In separate class-action lawsuits, Culley and Sutton unsuccessfully argued that they and similarly situated property owners have a due process right to a prompt post-seizure hearing aimed at determining whether they can keep their cars while a forfeiture case is pending. The issue for the Supreme Court in Culley v. Marshall is which standard to apply in deciding that question. During oral arguments in the case, several justices showed a heartening awareness of the injustices inflicted by civil asset forfeiture, a system of legalized larceny that allows law enforcement agencies to pad their budgets by confiscating allegedly crime-tainted property.

“I’m very sympathetic [to] the problem that you’ve identified,” Justice Neil Gorsuch, who has previously expressed concern about civil forfeiture abuses, told Shay Dvoretzky, the attorney representing Culley and Sutton. “Clearly, there are some jurisdictions that are using civil forfeiture as funding mechanisms,” he noted. They therefore are not keen to expedite innocent owners’ challenges, he said, and may impose onerous requirements, such as telling forfeiture victims, “You can get your car back if you call between 3 and 5 p.m. on a Tuesday and speak with someone who is never available.”

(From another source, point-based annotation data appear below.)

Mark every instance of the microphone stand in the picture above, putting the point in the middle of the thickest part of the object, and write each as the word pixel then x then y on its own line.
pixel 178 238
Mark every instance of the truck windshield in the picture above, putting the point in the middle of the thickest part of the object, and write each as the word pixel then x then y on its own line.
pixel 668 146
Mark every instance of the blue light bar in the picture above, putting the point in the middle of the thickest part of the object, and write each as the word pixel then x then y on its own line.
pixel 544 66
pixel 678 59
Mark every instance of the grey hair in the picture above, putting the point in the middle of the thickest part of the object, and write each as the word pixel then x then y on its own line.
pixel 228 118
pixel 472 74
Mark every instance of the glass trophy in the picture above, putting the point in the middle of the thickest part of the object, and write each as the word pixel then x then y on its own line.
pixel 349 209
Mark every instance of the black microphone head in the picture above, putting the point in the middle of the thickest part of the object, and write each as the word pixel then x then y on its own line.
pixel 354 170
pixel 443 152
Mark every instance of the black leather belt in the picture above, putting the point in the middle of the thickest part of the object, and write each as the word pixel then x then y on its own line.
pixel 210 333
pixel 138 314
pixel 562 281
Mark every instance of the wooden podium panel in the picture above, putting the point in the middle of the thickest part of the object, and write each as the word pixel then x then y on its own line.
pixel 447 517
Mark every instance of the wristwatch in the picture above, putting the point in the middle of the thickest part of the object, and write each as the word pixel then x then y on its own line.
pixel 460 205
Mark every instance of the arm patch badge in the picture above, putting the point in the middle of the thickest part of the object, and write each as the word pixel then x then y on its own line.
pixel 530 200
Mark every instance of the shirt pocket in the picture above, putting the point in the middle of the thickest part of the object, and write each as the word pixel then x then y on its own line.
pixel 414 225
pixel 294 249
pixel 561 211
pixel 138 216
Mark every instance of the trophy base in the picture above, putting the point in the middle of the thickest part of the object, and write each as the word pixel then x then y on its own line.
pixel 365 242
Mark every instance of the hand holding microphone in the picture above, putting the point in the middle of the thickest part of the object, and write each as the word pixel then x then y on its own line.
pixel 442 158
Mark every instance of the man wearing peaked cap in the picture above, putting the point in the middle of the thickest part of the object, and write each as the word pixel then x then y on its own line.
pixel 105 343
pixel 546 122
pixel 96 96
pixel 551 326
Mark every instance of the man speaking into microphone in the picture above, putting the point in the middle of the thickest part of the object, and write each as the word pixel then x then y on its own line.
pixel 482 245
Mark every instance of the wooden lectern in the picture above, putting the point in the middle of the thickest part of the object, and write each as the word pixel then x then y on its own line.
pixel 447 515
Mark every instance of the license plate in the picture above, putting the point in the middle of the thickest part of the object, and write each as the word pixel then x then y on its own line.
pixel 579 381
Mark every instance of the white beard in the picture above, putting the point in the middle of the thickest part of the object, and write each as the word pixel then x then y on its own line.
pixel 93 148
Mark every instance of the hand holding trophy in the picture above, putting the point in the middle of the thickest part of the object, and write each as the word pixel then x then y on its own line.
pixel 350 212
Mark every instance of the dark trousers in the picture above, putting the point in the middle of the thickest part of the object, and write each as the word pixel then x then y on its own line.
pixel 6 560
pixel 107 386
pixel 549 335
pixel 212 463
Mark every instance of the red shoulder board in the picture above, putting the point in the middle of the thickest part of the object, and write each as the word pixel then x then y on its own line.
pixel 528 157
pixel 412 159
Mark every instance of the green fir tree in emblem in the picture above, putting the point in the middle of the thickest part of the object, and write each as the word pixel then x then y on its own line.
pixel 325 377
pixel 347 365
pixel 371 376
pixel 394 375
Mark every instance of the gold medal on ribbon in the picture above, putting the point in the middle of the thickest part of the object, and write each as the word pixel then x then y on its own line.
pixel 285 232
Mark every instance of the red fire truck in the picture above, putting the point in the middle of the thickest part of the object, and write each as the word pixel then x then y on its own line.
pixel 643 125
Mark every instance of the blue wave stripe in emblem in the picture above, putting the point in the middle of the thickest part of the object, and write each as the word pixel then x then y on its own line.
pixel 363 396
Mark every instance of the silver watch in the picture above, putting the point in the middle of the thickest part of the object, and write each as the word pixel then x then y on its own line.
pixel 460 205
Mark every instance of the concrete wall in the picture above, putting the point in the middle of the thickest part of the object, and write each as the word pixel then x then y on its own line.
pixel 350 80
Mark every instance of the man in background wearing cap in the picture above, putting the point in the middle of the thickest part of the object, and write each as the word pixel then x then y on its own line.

In other words, Gorsuch said, “there are arguments to be made that there are attempts to create processes that are deeply unfair and obviously so in order to retain the property for the coffers of the state.” He also noted “allegations before us” that “some states, because law enforcement uses these forfeitures to fund themselves,” have been known to demand that an owner surrender some of his property in exchange for getting the rest back or “engage in other concessions outside of regular process.” The due process test that Alabama prefers “would seem to strip the courts of tools to deal with those kinds of cases,” he told Alabama Solicitor General Edmund G. LaCour Jr., who argued that “the forfeiture proceeding without more provides the post-seizure hearing required by due process.”